#napolifoodporn per mangiare pizza alla Nutella con graffe, ad esempio
Siete di quelli che escono di casa al grido di battaglia ‘uagliù c’amma scassà? e/o uagliù c’amma fa’ male?? (ragazzi, ci dobbiamo scassare, rompere e/o ragazzi ci dobbiamo fare male?).
Bene. Allora sarete certamente tra quei napoletani – oltre 370.000 – che socializzano foto di pizze, dolci e panini l’hashtag #napolifoodporn.
Di che si tratta? Della prima guida al miglior cibo di Napoli e dintorni, almeno così si definiscono gli ideatori del followeratissimo account.
Che quanto pubblicato sulla pagina facebook e suo profilo Instagram sia ‘il migliore’ però, è un’affermazione, come dire, impegnativa.
E’ il più pasticciato? Sì. Il più grasso? Sì. Il più zuccherino? Sì. Il più difficile da digerire? Sì. Il più dannoso per la salute? Sì. Ma questo non significa migliore.
Vale la pena di ricordare come e quando è nato il termine foodporn che i creatori della pagina hanno arricchito con la geolocalizzazione partenopea.
Siamo nel lontano 1984, e i fondatori del social fotografico stavano ancora sui banchi di scuola. Rosalind Coward, invece, no. La scrittrice molto british e non meno femminista infila in un suo libro questo termine per definire sostanzialmente l’estetica del piatto, la presentazione del cibo, insomma, l’impiattamento, che secondo il neologismo doveva essere ‘bello al punto di stimolare un desiderio simile a quello sessuale’.
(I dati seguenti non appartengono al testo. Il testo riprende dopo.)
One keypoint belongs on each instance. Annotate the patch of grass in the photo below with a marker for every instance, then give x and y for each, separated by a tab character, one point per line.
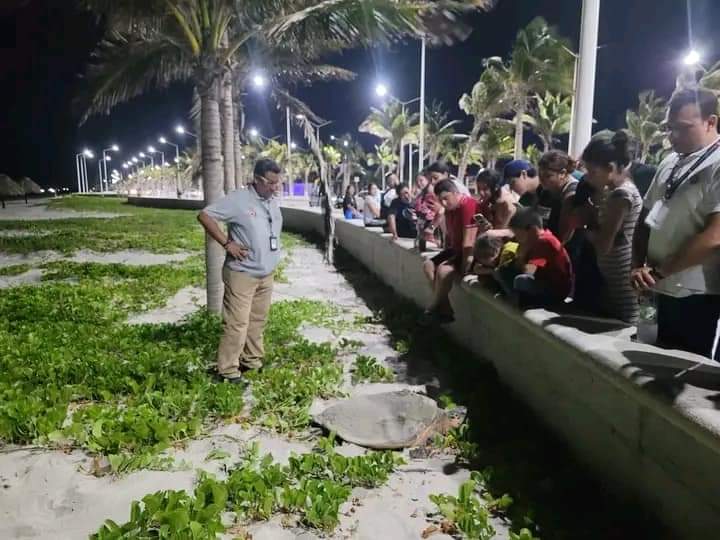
295	371
367	369
14	270
312	487
464	515
159	231
75	374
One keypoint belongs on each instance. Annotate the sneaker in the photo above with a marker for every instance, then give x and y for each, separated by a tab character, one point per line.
234	377
431	318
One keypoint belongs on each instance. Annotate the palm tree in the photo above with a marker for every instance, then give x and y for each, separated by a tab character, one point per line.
496	142
644	125
551	115
439	131
394	125
540	61
154	43
484	103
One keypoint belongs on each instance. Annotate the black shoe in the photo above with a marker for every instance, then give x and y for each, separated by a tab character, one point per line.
232	378
430	318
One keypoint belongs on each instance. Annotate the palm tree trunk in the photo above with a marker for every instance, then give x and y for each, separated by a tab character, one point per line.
239	173
519	127
401	162
213	189
228	132
462	166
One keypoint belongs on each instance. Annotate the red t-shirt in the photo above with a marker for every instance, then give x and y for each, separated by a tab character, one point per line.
553	264
458	220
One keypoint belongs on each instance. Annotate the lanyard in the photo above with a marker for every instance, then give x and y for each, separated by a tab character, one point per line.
673	184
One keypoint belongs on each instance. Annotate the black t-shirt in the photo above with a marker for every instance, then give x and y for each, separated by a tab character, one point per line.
349	203
404	223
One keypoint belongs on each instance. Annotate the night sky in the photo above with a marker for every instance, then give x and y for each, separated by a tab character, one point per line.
45	45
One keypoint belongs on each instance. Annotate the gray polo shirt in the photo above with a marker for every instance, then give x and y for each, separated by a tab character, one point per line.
251	221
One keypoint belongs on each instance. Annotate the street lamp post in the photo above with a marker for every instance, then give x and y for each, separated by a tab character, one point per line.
584	99
383	91
113	148
421	146
163	140
180	130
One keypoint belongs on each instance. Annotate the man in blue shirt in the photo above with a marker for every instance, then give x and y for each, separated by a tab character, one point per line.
252	243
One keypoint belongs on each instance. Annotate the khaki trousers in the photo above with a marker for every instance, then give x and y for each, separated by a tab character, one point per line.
245	309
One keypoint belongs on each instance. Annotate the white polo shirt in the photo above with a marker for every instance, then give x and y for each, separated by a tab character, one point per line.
687	213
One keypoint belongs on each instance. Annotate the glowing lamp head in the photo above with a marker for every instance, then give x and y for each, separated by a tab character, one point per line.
259	81
692	58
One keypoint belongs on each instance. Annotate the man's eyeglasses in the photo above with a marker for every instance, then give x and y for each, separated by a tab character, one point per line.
268	182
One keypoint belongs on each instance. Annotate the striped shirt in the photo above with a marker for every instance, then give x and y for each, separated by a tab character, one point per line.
619	299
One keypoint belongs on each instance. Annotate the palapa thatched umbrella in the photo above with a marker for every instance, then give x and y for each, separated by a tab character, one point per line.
8	188
28	187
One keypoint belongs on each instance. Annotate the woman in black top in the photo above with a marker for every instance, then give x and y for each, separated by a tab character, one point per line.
349	204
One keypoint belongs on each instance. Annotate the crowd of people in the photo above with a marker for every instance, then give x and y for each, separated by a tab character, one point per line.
595	234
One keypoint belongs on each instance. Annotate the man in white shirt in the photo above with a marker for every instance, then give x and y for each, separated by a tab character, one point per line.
676	249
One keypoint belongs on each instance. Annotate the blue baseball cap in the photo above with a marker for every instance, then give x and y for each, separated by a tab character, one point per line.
515	167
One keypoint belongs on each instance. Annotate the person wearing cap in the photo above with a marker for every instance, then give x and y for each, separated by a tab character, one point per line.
676	247
522	178
252	246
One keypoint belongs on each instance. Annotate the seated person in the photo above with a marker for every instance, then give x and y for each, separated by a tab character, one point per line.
495	202
491	253
523	180
350	210
371	208
455	260
543	272
401	219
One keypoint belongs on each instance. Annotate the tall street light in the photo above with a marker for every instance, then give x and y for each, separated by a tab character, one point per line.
163	140
180	130
382	91
113	148
81	162
584	99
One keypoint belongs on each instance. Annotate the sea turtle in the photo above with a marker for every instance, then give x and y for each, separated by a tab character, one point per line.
388	420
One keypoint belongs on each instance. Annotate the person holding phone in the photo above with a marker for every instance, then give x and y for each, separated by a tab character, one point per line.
676	248
253	252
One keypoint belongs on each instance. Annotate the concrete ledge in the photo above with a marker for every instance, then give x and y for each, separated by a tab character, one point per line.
645	418
180	204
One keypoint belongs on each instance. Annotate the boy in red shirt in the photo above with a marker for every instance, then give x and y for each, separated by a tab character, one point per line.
455	260
545	272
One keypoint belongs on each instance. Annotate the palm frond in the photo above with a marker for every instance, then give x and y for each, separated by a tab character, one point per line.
125	68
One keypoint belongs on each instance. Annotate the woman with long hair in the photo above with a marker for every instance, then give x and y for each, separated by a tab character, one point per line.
610	216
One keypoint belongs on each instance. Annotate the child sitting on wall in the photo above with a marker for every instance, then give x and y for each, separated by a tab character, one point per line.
543	272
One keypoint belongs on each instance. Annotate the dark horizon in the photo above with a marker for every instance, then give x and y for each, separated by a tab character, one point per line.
47	47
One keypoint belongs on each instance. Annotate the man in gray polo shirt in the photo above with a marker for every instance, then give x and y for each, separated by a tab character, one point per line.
252	244
676	250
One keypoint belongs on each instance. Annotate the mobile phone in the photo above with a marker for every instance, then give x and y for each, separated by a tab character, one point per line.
482	222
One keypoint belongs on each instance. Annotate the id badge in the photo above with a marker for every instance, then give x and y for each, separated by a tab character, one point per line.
657	215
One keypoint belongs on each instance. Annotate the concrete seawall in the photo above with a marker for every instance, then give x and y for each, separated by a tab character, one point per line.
644	418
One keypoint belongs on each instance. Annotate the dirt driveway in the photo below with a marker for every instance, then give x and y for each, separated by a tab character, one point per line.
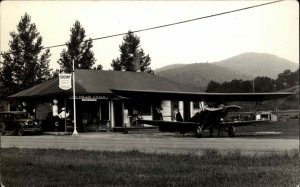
158	143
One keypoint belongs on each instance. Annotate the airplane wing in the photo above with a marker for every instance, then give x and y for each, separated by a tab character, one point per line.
170	126
194	96
243	123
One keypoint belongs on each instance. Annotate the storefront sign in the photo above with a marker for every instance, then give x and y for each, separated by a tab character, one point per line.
90	97
65	81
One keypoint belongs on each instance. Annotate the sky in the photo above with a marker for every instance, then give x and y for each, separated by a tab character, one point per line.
272	29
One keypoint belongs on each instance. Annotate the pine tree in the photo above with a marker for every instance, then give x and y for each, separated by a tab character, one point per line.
25	64
78	49
132	57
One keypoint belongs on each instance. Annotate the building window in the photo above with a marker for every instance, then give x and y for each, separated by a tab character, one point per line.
196	105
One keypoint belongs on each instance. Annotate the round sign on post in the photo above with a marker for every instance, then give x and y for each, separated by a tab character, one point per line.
65	81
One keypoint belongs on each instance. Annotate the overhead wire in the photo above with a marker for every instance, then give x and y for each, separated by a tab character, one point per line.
170	24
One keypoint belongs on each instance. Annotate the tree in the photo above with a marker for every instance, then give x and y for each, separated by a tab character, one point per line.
25	64
78	49
132	56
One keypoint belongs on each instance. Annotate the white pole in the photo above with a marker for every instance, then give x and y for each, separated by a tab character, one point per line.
74	101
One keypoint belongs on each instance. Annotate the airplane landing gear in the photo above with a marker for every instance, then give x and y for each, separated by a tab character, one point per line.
231	131
198	132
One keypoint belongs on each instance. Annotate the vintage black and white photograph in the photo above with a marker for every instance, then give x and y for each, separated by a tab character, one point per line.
149	93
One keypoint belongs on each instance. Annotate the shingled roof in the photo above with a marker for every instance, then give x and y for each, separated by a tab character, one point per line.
102	82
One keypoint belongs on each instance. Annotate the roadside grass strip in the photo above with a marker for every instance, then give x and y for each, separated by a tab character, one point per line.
59	167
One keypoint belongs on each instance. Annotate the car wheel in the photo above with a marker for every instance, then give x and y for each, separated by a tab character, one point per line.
20	131
2	129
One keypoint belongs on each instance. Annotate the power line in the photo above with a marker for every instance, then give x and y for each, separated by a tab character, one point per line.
171	24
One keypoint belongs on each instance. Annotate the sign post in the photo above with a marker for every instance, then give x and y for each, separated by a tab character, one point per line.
74	101
65	81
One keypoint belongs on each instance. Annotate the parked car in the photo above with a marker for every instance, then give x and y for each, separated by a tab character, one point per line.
18	122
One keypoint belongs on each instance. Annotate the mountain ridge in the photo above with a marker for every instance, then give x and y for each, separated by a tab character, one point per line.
245	66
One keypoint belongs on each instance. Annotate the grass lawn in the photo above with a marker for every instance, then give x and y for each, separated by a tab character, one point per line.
288	129
53	167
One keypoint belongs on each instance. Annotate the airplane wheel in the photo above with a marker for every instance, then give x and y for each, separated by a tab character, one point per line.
231	131
20	131
198	132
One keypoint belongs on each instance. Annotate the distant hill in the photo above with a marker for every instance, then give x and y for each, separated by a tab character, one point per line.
245	66
258	64
200	74
168	67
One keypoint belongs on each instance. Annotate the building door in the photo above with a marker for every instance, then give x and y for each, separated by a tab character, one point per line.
186	110
118	113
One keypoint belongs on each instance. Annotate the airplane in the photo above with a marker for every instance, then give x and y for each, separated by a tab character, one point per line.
207	118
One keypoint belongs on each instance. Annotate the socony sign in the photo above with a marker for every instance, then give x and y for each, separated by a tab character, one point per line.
65	81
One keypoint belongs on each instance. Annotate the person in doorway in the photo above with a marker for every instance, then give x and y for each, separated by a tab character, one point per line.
55	118
178	116
63	114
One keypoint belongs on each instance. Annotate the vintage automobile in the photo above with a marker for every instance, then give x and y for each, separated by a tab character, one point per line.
18	122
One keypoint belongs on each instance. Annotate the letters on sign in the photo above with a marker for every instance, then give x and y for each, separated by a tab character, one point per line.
65	81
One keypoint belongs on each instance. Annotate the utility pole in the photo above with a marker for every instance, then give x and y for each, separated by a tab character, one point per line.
74	101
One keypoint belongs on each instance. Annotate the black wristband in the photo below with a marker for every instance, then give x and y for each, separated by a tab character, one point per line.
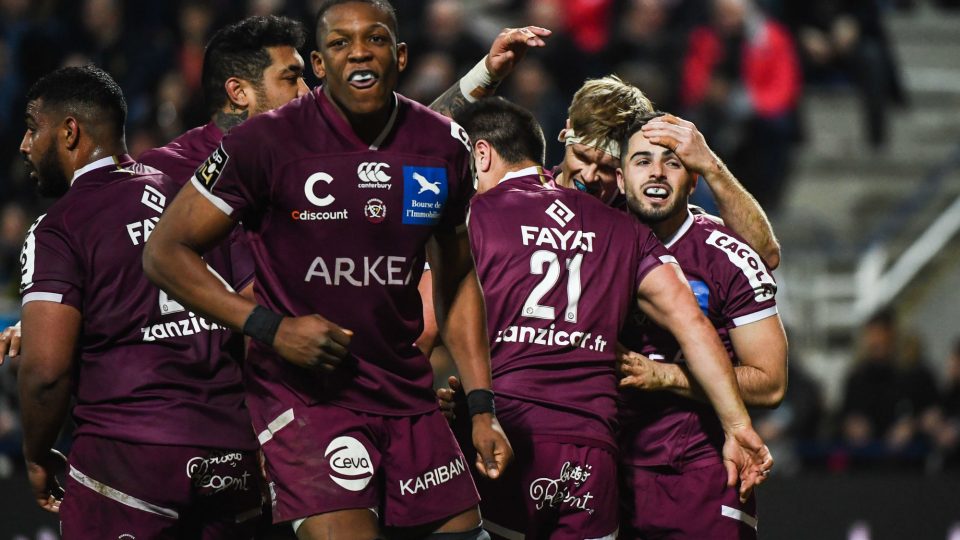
262	325
480	401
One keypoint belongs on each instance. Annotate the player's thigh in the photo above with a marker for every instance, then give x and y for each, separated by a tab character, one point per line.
567	491
121	490
694	504
426	476
322	459
358	524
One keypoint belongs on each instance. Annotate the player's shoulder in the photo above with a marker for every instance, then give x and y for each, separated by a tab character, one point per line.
433	129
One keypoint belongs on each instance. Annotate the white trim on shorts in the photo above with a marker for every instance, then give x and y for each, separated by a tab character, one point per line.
738	515
120	496
276	425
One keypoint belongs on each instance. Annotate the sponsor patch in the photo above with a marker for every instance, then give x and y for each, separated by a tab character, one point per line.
210	170
375	211
350	464
424	195
749	263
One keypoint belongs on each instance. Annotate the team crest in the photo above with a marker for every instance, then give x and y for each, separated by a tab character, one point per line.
209	172
375	211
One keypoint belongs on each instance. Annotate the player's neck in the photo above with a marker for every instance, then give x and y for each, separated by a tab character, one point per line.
665	229
367	127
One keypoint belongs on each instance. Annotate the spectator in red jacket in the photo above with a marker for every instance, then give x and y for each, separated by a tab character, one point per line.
741	83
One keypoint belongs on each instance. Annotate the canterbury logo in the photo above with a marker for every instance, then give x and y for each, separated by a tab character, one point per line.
373	173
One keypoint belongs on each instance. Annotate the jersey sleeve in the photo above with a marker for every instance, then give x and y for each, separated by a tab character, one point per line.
234	177
50	269
749	284
462	189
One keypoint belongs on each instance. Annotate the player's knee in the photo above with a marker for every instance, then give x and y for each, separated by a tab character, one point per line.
473	534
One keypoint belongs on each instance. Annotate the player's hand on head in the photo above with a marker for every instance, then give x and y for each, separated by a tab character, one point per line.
312	342
509	47
10	342
747	459
44	484
494	452
684	139
446	398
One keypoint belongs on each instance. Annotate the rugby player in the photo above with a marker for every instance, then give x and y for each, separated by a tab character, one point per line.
597	116
554	308
671	441
337	391
163	446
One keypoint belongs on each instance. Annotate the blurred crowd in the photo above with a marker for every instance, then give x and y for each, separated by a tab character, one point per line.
737	68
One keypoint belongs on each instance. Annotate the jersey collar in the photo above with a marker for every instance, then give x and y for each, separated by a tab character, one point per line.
102	162
529	171
687	223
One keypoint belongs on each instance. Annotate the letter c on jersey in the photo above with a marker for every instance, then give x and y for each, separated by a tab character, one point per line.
311	195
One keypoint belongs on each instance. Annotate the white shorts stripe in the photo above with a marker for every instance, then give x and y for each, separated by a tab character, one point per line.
46	297
120	496
611	536
738	515
248	515
754	317
276	425
216	201
500	530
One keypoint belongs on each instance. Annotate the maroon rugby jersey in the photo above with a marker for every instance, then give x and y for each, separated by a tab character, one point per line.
338	228
733	288
179	159
149	371
559	271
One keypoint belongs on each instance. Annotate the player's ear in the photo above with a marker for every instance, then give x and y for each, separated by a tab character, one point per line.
70	129
316	61
236	90
401	56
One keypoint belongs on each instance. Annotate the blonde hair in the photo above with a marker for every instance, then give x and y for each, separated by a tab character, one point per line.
602	109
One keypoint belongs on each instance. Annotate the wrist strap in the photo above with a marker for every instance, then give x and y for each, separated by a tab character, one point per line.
478	78
262	325
480	401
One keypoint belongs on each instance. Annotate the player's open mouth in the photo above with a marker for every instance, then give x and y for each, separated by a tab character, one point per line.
363	79
656	192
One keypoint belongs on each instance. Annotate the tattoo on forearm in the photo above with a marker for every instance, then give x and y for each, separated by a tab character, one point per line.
229	120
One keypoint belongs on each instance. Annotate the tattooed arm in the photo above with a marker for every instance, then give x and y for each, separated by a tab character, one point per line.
482	81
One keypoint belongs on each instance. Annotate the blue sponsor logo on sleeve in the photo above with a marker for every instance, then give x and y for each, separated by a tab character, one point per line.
424	194
702	293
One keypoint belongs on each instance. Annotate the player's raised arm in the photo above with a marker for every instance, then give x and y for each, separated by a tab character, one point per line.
761	348
507	49
738	208
462	320
666	298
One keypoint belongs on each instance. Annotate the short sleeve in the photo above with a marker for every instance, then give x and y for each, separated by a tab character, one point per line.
50	269
455	211
749	284
234	176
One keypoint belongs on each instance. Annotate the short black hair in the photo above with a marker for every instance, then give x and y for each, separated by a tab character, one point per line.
85	90
382	5
240	50
634	126
512	130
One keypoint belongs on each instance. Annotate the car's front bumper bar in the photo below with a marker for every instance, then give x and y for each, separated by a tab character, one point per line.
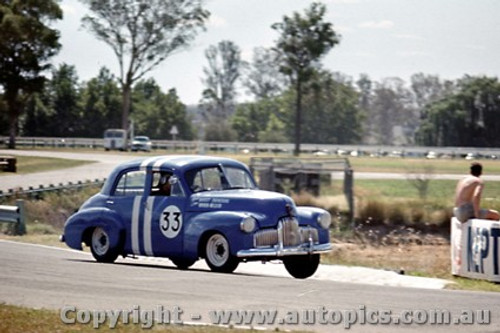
279	251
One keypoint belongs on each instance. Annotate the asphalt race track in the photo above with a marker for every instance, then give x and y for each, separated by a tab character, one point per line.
47	277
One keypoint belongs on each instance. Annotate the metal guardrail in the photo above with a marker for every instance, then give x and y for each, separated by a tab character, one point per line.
32	192
15	215
257	147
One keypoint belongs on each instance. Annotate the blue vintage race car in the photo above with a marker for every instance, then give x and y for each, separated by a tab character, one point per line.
190	207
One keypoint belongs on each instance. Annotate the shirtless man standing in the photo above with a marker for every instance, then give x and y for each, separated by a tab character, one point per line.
468	197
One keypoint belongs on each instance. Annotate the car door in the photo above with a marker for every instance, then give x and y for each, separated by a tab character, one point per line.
127	200
163	218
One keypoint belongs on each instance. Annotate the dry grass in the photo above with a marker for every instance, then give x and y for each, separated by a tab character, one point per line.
20	319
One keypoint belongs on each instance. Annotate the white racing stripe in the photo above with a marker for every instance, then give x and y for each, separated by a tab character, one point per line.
136	211
148	161
148	214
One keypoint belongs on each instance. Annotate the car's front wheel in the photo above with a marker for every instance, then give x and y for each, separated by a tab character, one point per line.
302	267
101	248
218	255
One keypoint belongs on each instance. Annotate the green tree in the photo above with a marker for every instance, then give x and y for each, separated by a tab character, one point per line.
263	78
143	33
154	113
334	115
251	119
26	45
219	97
100	104
63	93
302	42
470	117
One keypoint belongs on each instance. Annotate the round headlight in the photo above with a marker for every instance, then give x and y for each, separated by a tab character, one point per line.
324	220
247	224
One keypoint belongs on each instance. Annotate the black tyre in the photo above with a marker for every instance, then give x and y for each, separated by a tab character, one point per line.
101	248
183	263
301	267
218	255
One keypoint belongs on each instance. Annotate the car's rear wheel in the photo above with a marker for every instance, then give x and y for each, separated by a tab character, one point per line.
101	248
183	263
218	255
302	267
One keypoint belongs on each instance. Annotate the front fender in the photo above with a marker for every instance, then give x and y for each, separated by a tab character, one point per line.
83	221
225	222
308	215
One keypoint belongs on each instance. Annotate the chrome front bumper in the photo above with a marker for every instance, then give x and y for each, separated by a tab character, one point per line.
280	251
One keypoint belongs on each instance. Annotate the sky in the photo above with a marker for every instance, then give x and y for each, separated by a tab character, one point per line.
380	38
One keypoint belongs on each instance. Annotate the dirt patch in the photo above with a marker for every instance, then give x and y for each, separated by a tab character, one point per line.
400	249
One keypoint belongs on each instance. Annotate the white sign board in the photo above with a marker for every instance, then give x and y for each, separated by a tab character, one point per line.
475	249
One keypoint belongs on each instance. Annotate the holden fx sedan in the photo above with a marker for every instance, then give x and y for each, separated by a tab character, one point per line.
189	207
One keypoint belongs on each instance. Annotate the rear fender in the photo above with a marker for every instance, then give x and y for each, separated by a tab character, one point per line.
78	228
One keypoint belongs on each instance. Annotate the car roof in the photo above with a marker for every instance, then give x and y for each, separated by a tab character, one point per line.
179	162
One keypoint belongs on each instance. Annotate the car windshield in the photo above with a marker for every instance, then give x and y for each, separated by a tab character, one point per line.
218	178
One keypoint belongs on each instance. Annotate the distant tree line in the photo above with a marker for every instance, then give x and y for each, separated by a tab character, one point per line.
290	93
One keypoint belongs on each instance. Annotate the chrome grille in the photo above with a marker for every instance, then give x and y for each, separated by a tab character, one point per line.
289	232
307	232
266	238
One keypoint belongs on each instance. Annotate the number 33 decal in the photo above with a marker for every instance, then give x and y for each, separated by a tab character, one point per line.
171	221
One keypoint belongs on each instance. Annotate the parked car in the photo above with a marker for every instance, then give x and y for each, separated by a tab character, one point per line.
191	207
141	143
115	139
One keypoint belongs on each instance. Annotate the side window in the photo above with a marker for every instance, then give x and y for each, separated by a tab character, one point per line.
207	180
166	184
238	178
131	183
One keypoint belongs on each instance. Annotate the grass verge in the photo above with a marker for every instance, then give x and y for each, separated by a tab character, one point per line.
29	164
21	319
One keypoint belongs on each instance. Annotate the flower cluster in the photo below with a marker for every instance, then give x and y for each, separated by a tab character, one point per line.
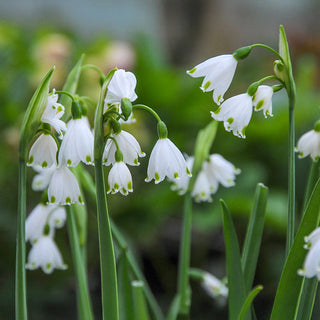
122	148
214	171
311	265
40	228
236	111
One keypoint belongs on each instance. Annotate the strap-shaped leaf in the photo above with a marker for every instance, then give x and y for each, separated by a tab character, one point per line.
236	283
290	283
254	233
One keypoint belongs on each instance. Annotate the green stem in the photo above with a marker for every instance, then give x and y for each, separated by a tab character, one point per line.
20	280
109	290
291	175
144	107
184	259
84	304
268	48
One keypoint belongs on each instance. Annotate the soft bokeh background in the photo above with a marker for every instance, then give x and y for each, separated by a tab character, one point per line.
159	40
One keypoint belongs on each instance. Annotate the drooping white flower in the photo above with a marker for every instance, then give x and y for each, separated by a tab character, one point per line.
46	255
129	147
57	217
41	181
77	144
119	179
53	113
122	85
43	152
311	265
236	113
309	144
166	160
63	187
262	100
219	170
36	222
218	73
213	286
181	185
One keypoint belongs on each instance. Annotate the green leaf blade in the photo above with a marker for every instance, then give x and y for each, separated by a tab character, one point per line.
236	282
290	283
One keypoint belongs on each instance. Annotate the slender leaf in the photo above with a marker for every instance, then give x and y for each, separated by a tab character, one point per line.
290	283
236	282
84	303
254	233
174	309
71	86
140	306
126	302
248	302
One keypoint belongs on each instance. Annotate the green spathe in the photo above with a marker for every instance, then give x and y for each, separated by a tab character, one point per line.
32	119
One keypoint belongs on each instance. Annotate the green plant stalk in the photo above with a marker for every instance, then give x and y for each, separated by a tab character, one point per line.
121	243
184	259
110	306
20	277
84	303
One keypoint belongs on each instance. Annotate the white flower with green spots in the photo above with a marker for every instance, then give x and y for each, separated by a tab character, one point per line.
77	144
235	113
166	160
218	73
53	113
119	179
45	254
312	262
43	152
63	187
129	147
309	144
262	100
122	85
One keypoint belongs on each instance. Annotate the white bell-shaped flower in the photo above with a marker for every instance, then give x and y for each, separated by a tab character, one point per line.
119	179
309	144
213	286
236	113
262	100
181	185
46	255
36	222
218	73
219	170
43	152
129	147
122	85
77	144
166	160
41	181
63	187
53	113
57	217
311	265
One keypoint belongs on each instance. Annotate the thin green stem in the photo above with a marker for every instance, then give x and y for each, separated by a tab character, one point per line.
95	68
291	176
84	303
109	290
268	48
184	259
20	280
144	107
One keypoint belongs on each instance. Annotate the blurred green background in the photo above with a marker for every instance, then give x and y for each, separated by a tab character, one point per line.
158	41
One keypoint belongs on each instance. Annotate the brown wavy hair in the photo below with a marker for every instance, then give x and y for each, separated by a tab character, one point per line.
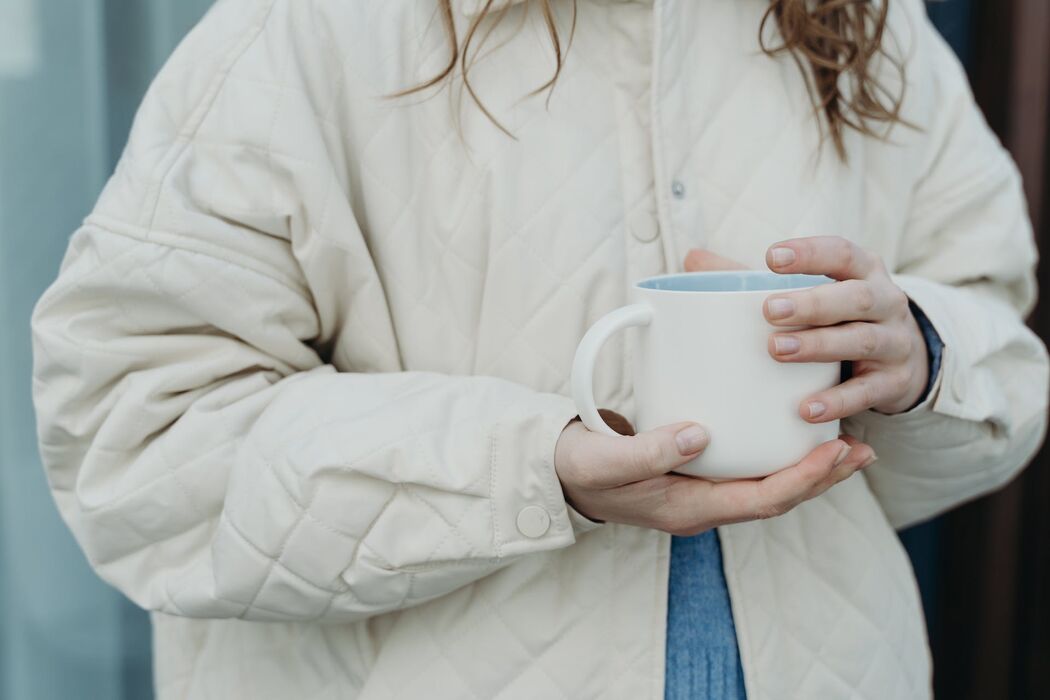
836	44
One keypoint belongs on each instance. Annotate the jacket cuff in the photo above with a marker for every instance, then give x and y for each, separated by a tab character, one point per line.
949	393
529	510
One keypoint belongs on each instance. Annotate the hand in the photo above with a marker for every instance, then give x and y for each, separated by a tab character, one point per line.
625	479
863	318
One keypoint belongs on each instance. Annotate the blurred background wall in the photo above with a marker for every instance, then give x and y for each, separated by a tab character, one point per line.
71	72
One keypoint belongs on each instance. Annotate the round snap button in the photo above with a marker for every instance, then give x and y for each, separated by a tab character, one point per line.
959	388
533	522
645	228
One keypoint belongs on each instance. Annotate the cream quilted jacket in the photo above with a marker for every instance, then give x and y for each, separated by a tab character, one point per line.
307	361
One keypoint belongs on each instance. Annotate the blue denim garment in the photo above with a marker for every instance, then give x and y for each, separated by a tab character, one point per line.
702	659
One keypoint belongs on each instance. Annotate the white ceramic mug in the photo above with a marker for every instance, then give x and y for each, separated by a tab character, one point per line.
701	356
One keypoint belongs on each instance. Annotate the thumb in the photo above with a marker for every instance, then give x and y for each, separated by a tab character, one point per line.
701	260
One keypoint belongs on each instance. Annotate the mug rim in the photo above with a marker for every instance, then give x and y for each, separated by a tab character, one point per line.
804	281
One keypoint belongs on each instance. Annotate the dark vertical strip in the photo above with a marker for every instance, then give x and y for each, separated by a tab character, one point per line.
993	623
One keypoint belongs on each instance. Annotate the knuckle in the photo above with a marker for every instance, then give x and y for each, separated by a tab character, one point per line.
648	454
868	340
846	254
865	298
589	476
868	394
899	302
770	510
900	381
A me –che ricordiamo sono sempre quella che fa il tè con le bustine del discount- le foto (molte delle) postate con l’hashtag #napolifoodporn non me la fanno venire la voglia di mangiare, tutt’altro, mi fanno salire una cosa prossima alla nausea e al disgusto.
Ma cosa c’è di buono in una pizza fumante sommersa dalla nutella e con sopra le graffe fritte?
O cosa in un pancake di sette piani che alterna cioccolato, panna, crema, granella, biscotti e snack assortiti?
O ancora cosa, in un panino lungo mezzo metro, traboccante ogni ben di dio suino, ovino e bovino, impossibile anche solo da addentare?
Dov’è l’armonia dei sapori, dove la sapienza degli abbinamenti, dove l’incontro azzardato di ingredienti insoliti? Dove il lavoro, lo studio, di chi la cucina la fa per mestiere?
Questo non è mangiare. Non è godere dei piaceri del cibo, è essere malati, essere annoiati, essere accecati al punto da cercare fuori da sé, nel cibo appunto, un appagamento altro. E lo raccontava bene, fin troppo bene un compianto Ferreri ne La Grande Abbuffata, i cui protagonisti decidono di suicidarsi mangiando, appunto, fino alla morte.
Per ritornare alla Coward e al suo calpestato neologismo, io in quei piatti non ci vedo che uno scadentissimo porno, volgare, pecoreccio, grossolano, interpretato da attrici tettone senza un minimo di appeal, chiamate solo a prestare i loro servizi un tanto al kg.
Vi ho persuaso o state correndo ad abboffarvi di cornetti agli Oreo?